Manual mode in segmented modeling¶
When using Manual mode with segmented modeling, DataRobot creates individual projects per segment and completes preparation as far as the modeling stage. However, DataRobot does not create per-project models. It does create the Combined Model (as a placeholder), but does not select a champion. Using Manual mode is a technique you can use to have full manual control over which models are trained in each segment and selected as champions, without taking the time to build the models.
Deploy a Combined Model¶
To fully leverage the value of segmented modeling, you can deploy Combined Models like any other time series model. After selecting the champion model for each included project, you can deploy the Combined Model to create a "one-model" deployment for multiple segments; however, the individual segments in the deployed Combined Model still have their own segment champion models running in the deployment behind the scenes. Creating a deployment allows you to use DataRobot MLOps for accuracy monitoring, prediction intervals, challenger models, and retraining.
When segmented modeling completes, you can deploy the resulting Combined Model:
Once Autopilot has finished, the Model tab contains one model. This model is the completed Combined Model.
Click the Combined Model, and then click Predict > Deploy.
On the Deploy tab, click Register to deploy.
Configure the model registration settings and then click Add to registry. The model opens on the Model Registry > Registered Models tab.
While the registered model builds, click Deploy and then configure the deployment settings.
Combined Model deployment considerations¶
Consider the following when working with segmented modeling deployments:
Time series segmented modeling deployments do not support data drift monitoring.
Automatic retraining for segmented deployments that use clustering models is disabled; retraining must be done manually.
Retraining can be triggered by accuracy drift in a Combined Model; however, it doesn't support monitoring accuracy in individual segments or retraining individual segments.
Combined model deployments can include standard model challengers.
Modify and clone a deployed Combined Model¶
After deploying a Combined Model, you can change the segment champion for a segment by cloning the deployed Combined Model and modifying the cloned model.

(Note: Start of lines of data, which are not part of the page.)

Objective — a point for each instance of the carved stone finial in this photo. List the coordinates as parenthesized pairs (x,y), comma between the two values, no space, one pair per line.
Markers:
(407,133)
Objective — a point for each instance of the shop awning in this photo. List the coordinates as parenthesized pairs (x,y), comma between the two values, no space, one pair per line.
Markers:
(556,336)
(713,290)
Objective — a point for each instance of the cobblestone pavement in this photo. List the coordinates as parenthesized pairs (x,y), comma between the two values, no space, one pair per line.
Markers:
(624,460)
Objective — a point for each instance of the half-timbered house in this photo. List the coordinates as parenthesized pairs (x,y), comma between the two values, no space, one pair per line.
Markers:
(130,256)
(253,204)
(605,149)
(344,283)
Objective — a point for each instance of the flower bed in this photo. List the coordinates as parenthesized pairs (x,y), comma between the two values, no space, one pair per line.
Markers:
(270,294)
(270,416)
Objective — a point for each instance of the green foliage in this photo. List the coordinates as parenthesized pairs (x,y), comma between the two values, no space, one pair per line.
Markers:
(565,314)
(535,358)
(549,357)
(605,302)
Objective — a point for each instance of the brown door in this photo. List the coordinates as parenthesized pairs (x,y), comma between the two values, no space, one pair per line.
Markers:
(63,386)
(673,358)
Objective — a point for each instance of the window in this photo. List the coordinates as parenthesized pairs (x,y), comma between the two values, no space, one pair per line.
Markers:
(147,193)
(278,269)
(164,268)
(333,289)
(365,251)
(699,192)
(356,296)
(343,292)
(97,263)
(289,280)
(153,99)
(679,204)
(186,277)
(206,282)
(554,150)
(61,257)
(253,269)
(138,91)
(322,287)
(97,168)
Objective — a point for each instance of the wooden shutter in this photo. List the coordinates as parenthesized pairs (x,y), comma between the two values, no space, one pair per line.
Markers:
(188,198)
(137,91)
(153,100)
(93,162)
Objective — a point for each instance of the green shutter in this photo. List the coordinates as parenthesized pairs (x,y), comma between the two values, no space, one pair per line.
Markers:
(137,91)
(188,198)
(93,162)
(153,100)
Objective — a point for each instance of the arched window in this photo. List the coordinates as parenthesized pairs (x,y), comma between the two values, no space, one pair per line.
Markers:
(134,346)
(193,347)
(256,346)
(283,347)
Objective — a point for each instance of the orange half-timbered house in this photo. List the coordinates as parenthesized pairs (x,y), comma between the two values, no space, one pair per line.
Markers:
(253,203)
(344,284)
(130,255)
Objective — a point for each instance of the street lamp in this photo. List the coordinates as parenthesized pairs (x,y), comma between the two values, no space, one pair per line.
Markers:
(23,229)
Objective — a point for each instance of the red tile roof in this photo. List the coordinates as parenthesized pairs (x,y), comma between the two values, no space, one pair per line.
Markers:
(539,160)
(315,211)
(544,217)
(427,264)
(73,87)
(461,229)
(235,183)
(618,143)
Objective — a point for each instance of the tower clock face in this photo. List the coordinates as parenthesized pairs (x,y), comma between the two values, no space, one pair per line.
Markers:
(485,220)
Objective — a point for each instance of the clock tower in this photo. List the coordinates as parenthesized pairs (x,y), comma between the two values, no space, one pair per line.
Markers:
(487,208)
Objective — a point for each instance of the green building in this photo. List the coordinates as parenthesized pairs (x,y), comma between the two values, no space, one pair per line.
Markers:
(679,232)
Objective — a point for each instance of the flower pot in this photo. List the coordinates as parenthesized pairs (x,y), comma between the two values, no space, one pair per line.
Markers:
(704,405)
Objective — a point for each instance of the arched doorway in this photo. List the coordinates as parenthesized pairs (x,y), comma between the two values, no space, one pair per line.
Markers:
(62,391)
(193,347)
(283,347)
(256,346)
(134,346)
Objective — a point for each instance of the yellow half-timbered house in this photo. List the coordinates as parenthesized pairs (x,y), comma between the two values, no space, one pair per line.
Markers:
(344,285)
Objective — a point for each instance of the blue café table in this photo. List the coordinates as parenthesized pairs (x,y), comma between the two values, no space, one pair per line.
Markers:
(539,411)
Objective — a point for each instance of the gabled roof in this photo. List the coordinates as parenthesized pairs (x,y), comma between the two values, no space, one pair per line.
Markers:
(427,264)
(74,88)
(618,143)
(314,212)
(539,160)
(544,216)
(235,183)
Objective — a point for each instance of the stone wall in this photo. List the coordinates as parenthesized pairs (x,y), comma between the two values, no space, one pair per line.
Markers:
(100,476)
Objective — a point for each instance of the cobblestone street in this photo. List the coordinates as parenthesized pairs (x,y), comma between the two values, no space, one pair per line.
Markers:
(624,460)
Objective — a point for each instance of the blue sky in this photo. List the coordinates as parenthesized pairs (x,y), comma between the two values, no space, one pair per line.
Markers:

This process is automatic and occurs when you attempt to change a segment's champion within a deployed Combined Model. The cloned model you can modify becomes the Active Combined Model. This process ensures stability in the deployed model while allowing you to test changes within the same segmented project.

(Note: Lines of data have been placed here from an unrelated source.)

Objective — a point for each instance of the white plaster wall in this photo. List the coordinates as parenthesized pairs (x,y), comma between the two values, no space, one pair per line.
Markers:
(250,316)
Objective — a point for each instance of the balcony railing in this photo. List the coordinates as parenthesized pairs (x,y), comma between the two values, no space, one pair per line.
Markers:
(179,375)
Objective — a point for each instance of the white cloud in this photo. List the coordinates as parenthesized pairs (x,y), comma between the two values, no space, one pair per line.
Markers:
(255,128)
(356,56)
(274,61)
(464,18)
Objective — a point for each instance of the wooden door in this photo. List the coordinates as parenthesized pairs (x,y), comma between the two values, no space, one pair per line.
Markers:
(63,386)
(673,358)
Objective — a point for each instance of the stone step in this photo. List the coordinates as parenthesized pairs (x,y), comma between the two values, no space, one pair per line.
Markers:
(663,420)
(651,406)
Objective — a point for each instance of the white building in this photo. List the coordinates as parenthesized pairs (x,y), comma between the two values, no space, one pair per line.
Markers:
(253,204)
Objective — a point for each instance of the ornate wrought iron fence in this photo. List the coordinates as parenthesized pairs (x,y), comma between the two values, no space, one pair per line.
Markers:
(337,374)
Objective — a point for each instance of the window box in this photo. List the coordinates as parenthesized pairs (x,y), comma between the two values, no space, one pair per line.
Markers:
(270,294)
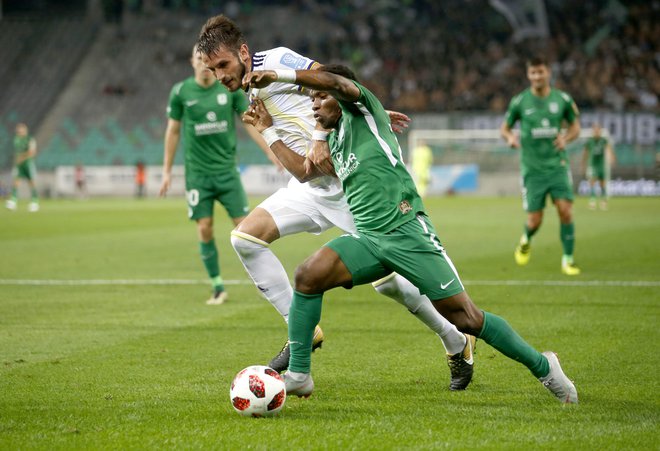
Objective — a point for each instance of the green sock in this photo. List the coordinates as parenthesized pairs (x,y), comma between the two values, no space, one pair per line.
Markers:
(209,254)
(529,233)
(304,315)
(567,235)
(500,335)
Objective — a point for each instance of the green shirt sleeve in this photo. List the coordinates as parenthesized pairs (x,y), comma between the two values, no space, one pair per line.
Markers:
(175,105)
(513,112)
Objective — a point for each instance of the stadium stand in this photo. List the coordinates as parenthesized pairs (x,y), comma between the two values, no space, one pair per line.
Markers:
(96,92)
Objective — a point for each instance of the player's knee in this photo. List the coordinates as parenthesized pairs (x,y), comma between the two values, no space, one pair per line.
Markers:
(308,277)
(245,245)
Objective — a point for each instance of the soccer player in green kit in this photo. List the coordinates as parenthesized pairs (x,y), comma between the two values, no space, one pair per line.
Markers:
(542,111)
(393,231)
(597,158)
(25,149)
(208,111)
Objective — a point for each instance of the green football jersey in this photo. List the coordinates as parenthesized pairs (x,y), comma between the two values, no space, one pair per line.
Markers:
(596,148)
(540,122)
(208,116)
(367,159)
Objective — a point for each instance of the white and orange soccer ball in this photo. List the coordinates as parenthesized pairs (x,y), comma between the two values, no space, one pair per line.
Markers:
(257,391)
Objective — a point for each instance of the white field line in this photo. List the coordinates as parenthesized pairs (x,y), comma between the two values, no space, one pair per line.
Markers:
(527,283)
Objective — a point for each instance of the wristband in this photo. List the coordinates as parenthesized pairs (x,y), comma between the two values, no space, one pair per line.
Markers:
(270,135)
(286,75)
(320,135)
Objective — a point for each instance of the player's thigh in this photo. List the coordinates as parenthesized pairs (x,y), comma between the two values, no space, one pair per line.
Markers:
(295,211)
(231,195)
(360,256)
(561,186)
(200,197)
(414,251)
(534,192)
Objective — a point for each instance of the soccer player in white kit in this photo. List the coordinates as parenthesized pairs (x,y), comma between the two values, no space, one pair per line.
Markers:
(303,206)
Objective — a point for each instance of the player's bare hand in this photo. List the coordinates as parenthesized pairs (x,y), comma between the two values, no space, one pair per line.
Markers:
(398,121)
(319,156)
(259,79)
(258,116)
(165,185)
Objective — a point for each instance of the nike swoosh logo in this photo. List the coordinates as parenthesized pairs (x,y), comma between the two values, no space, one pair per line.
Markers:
(445,285)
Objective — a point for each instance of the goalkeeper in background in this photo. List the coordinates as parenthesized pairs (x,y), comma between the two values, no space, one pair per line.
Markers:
(25,149)
(597,158)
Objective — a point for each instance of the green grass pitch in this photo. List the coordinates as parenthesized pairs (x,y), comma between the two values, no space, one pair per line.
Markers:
(140,364)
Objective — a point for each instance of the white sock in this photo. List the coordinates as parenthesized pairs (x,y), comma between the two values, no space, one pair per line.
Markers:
(405,293)
(265,270)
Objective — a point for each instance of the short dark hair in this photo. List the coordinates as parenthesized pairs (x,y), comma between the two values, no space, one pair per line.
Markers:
(537,60)
(340,69)
(219,31)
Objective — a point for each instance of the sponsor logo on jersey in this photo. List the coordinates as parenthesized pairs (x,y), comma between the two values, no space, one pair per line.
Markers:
(211,128)
(405,207)
(344,168)
(293,61)
(545,130)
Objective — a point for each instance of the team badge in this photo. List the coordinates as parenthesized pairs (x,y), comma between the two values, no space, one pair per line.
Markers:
(405,207)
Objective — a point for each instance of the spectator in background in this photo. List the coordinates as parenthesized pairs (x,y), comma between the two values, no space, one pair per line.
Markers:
(25,149)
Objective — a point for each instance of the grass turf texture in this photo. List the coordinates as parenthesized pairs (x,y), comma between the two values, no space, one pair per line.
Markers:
(149,366)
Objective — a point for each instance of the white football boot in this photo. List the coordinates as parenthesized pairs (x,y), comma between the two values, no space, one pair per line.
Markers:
(557,382)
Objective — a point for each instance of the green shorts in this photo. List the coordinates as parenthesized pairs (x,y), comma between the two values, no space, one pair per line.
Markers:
(203,190)
(26,170)
(536,188)
(411,250)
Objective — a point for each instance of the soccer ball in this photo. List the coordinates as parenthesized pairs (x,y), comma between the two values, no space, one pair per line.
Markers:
(257,391)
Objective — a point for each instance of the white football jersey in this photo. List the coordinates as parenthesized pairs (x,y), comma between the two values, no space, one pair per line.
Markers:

Only one Combined Model on a project's Leaderboard can be the Active Combined Model (marked with a badge).
To modify and clone a deployed Combined Model, take the following steps:
Once a Combined Model is deployed, it is labeled Prediction API Enabled.
Click the active and deployed Combined Model, and then in the Segments tab, click the segment you want to modify.
In the dialog box that appears, click Yes, create new combined model.
On the project's Leaderboard, you can access and modify the Active Combined Model.
While the Combined Model updated notification is visible, you can click Go to Combined Model to return to the segment's Combined Model in the Leaderboard.